“”Lost”” was a television phenomenon that I completely missed until it ended on May 23. According to the TV Nielsen rating group, 13.6 million Americans spent two-and-a-half hours in front of their televisions watching the finale. I watched the finale because public opinion said “”Lost”” was awesome, with incredible plot twists — there’s a polar bear! — that keep you wanting more. It was the first and only episode of “”Lost”” I ever watched.
I start the finale and within minutes I know it’s about several plane crash survivors on an island. I learn there’s a villain who uses a wheelchair, sometimes. The good guy is a surgeon, sometimes.
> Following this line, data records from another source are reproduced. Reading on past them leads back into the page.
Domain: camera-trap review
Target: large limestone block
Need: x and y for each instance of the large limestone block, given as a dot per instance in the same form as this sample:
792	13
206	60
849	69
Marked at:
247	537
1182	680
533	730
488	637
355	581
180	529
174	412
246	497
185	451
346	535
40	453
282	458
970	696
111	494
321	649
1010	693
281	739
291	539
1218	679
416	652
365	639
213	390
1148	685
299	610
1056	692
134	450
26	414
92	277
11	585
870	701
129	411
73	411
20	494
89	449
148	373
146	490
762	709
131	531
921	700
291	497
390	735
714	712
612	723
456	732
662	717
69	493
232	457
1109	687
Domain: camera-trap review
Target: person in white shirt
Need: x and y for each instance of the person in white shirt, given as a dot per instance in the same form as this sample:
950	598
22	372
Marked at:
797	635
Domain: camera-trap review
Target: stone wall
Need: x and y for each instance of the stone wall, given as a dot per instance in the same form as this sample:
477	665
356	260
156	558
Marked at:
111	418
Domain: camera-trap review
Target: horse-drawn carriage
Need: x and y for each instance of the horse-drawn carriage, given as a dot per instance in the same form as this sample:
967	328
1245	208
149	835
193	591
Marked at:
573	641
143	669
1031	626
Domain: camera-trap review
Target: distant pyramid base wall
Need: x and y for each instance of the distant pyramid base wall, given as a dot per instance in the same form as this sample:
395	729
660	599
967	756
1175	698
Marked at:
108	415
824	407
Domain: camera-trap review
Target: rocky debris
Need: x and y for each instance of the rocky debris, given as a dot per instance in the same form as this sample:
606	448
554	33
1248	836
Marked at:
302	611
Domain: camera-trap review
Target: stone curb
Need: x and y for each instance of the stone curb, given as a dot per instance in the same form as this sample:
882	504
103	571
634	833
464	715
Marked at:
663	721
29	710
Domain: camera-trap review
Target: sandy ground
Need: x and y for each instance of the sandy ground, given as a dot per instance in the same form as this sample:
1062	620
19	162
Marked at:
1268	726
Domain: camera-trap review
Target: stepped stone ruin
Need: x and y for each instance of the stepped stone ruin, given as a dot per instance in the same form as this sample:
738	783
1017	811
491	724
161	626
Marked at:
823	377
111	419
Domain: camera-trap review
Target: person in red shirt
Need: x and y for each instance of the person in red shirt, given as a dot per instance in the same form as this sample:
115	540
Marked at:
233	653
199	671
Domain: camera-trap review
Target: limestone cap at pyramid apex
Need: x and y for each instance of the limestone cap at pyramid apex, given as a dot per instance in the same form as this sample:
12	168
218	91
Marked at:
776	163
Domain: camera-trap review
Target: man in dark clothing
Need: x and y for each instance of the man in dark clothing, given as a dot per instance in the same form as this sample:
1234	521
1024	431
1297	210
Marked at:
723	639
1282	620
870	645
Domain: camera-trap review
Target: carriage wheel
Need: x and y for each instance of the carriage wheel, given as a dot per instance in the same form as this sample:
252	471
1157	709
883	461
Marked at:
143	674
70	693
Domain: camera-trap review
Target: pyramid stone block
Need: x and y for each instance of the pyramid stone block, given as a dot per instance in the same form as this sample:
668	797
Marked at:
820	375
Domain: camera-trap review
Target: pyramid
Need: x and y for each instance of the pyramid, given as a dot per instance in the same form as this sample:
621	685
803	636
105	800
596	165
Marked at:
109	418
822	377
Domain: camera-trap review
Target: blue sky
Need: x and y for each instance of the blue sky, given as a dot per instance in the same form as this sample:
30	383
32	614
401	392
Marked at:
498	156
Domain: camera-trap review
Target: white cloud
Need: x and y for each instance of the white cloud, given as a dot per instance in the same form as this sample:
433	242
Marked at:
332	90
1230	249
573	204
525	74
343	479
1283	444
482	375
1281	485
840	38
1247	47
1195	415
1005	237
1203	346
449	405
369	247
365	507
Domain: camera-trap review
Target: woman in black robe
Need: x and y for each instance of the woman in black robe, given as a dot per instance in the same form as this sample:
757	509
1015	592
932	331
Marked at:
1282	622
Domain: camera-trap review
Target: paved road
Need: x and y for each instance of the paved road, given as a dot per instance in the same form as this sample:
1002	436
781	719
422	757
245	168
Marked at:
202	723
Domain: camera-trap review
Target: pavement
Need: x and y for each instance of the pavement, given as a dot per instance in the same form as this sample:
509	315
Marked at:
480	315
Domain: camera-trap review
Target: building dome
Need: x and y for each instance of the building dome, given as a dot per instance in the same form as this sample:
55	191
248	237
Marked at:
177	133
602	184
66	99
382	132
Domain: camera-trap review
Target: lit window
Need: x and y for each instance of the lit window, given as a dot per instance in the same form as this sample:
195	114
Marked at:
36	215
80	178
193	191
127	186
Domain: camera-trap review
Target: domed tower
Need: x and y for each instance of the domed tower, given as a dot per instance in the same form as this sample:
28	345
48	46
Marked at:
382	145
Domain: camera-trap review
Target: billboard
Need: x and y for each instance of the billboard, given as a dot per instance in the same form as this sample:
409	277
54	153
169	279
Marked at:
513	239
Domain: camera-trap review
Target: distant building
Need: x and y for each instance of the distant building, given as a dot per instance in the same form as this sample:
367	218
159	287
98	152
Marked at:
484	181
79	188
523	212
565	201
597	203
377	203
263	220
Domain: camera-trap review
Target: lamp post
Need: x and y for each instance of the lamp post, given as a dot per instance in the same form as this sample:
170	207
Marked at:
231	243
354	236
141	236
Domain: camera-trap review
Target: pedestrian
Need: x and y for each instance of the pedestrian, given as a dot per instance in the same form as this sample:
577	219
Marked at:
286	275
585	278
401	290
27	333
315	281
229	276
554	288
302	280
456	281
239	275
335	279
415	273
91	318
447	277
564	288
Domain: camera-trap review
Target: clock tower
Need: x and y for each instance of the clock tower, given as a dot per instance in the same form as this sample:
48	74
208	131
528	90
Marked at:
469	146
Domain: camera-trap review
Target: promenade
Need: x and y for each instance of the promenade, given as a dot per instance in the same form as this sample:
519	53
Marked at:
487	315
Sometimes people are on the island, sometimes they’re in a hospital, in a police station or at a concert. I give characters nicknames to help keep track of who’s who: “”Doc,”” “”Lady,”” “”Blonde Lady,”” etc.
Cut to East Asian people who don’t speak English, then do. People cry while having soft-focused flashbacks to the island set to overwrought music. I thought people enjoyed this show because it was mysterious and had plane crashes, explosions and polar bears. But so far, it’s just flashbacks and feelings. It’s sweet, but dull after an hour.
The finale picks up when the villain and good guys get confrontational. The bad guy’s wide-eyed sidekick gets elbowed in the face and the villain doesn’t feel bad about it. Later, a tree falls on top of him. Pseudo-sidekick can’t catch a break. They don’t say how his buddies get the tree off of him, but they do and they catch up with the doctor. He says he’ll “”protect the island.”” By “”protect the island,”” he means plug a stone into a hole at the bottom of a bigger hole, which makes a light called the heart of the island. When he’s finished, he dies. His friends get sad. I get sad. The man saves everyone, including the island, and he dies next to a dog. It was touching.
Meanwhile I was still confused and not all that clear on the characters. But I didn’t need to know their names or how they lifted the tree off that guy or what a “”smoke monster”” is. The characters had me genuinely curious about them, their relationships and their lives on and off the island. I was actually sad for Doc. “”Lost”” had potential.
Then I learned that everyone is already dead and has been for some time. In a universe where the hospital, police station and concert are, they are all dead. What a letdown.
Each flashback was a “”flash-sideways,”” a ridiculous word the writers invented to describe the jumping between universes. It would be more accurate to call it a “”flash-to-death”” because everyone’s dead and nothing I watched before the last 10 minutes mattered anymore. In the end, Doc, Lady and company meet up in a church for dead people to finish dying themselves. Life wasn’t life so much as some strange purgatory they’d created so that each dead character could be neatly coupled off in bliss.
I was flabbergasted. If the finale had ended 10 minutes earlier, I could have bought into the whole everyone-found-true-love crap. TV characters are supposed to fall in love and find happiness in the end. It’s formulaic and stale, but it’s got that TV-flashback glow, all soft, warm and familiar.
But warm and familiar also describes pissing all over yourself, which is kind of what the “”Lost”” writers did when they got too lazy to write an ending that required some thought. People waited six years for this, and I was disappointed after just a couple of hours. Everyone was hyped up for a marathon of drawn-out “”flash-sideways”” asshattery just to learn these guys were dead and none of it mattered. Yeah, asshattery, because if the “”Lost”” writers can cop out on endings and make up words, I can too.